Existence of non-existing recursive functions

[zwergziege]

TLAPS can prove the existence of invalid recursive functions. This leads to inconsistent logic.

DefSilly(Silly, n) == ~Silly[n]
Silly[n \in Nat] == DefSilly(Silly,n)

THEOREM BuggyTheorem == Silly = [n \in Nat |-> DefSilly(Silly,n)] BY DEF Silly
THEOREM FALSE
  <1> Silly[0] = ~Silly[0] BY BuggyTheorem DEF DefSilly
  <1> QED OBVIOUS

[muenchnerkindl]

Thank you for reporting this serious bug. According to preliminary inspection, this appears to be triggered by an unsound rewriting rule in the SMT backend.

[zwergziege]

Probably related: I can prove the continuity of arbitrary operators assuming Seq is continuous (which it should be unless there is a bug in my proof of it).

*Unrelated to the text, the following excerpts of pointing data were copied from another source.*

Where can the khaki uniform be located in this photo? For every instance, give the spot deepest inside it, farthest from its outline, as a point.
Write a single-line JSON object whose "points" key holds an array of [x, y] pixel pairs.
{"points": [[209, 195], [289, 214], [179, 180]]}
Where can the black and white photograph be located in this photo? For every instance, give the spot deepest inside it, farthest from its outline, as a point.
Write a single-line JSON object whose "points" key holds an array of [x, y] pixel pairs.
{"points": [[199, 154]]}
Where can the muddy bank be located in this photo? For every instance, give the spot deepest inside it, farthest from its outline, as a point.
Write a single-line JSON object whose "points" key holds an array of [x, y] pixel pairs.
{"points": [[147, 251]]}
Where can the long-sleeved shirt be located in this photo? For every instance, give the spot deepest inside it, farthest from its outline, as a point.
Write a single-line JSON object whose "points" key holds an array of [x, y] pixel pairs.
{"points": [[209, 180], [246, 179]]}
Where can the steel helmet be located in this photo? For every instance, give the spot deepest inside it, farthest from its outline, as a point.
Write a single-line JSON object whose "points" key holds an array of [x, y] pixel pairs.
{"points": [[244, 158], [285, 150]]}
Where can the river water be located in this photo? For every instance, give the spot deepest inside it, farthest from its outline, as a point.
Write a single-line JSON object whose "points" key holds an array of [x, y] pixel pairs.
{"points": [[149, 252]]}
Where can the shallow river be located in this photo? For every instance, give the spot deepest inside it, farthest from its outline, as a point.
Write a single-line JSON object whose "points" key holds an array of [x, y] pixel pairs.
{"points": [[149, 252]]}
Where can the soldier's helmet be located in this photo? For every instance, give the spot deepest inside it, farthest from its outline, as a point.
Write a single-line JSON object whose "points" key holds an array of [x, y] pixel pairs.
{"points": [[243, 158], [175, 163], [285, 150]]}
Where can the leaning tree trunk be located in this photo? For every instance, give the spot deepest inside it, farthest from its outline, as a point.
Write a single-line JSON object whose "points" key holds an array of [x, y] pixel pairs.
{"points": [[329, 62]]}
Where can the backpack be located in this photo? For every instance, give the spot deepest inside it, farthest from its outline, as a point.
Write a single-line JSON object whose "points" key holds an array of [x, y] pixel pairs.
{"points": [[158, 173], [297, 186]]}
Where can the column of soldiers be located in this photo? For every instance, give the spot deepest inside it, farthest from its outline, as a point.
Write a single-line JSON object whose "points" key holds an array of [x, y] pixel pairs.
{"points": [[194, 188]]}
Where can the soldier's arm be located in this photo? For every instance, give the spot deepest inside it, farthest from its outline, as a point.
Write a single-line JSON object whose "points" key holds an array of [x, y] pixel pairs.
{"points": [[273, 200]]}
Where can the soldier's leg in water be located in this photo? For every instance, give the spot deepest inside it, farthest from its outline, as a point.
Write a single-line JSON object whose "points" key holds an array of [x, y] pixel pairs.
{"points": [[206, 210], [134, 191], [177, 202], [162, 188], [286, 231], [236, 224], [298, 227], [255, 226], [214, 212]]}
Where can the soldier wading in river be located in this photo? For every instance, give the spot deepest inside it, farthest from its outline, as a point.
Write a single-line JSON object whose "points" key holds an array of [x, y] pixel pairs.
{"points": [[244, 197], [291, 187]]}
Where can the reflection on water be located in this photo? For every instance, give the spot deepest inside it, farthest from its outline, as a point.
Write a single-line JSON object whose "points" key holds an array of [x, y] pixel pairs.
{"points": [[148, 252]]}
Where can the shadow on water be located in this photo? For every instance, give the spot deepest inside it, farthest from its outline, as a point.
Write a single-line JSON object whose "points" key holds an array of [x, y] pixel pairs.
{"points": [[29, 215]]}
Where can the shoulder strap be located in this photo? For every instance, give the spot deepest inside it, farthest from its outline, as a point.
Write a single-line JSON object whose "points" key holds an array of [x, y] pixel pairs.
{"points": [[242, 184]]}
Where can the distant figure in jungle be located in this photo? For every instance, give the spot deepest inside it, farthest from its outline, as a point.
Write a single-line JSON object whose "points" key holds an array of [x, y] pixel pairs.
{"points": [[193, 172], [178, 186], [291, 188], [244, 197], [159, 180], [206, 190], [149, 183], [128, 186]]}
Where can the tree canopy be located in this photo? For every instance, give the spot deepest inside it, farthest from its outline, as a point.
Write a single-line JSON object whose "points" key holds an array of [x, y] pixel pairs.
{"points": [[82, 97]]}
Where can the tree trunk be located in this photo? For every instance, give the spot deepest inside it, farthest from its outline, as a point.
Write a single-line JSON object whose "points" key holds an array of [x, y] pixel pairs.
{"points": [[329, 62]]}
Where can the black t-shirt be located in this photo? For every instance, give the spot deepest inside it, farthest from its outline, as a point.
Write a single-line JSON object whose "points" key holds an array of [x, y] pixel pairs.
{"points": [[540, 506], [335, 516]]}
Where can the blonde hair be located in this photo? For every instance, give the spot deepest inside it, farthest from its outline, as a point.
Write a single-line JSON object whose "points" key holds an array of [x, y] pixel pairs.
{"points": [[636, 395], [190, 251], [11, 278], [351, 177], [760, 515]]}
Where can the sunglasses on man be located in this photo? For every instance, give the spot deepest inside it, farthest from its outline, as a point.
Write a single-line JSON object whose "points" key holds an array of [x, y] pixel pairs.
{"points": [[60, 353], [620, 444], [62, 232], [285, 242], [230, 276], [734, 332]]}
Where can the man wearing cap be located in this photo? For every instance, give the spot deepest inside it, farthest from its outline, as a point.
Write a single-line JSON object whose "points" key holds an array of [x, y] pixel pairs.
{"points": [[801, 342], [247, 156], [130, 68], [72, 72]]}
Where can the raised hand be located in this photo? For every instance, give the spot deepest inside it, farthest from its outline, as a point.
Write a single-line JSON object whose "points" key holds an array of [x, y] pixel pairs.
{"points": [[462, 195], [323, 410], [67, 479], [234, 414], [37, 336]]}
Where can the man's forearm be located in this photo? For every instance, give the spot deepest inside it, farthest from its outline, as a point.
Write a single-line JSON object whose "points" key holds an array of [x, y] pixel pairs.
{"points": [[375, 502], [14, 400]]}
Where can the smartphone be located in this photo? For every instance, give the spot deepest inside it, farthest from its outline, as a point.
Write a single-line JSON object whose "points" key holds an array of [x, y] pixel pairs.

Here is the corresponding theorem

THEOREM ASSUME NEW CONSTANT Next(_),
               NEW CONSTANT f,
               f = [n \in Nat |-> f[n]] ,
               \A n \in Nat : f[n] \subseteq f[n + 1] ,
               Seq(UNION {f[n] : n \in Nat}) = UNION {Seq(f[n]) : n \in Nat}
        PROVE  UNION {Next(f[n]) : n \in Nat} = Next(UNION {f[n] : n \in Nat})
        OBVIOUS

[quicquid]

I just saw this report open - on my machine with the latest development version, I can not prove BuggyTheorem although I have not checked if I can reproduce the issue on an older release version.

I can indeed prove the second theorem about Seq on my machine. It is proved by the SMT backend and I could veryify the generated smt file with a current z3-4.8.17 (within about one minute) outside of TLAPS.

tlapm_50fbc0.smt.txt

I have not looked into the file / TLA+ theorem statement yet to check where things turn out unexpected though.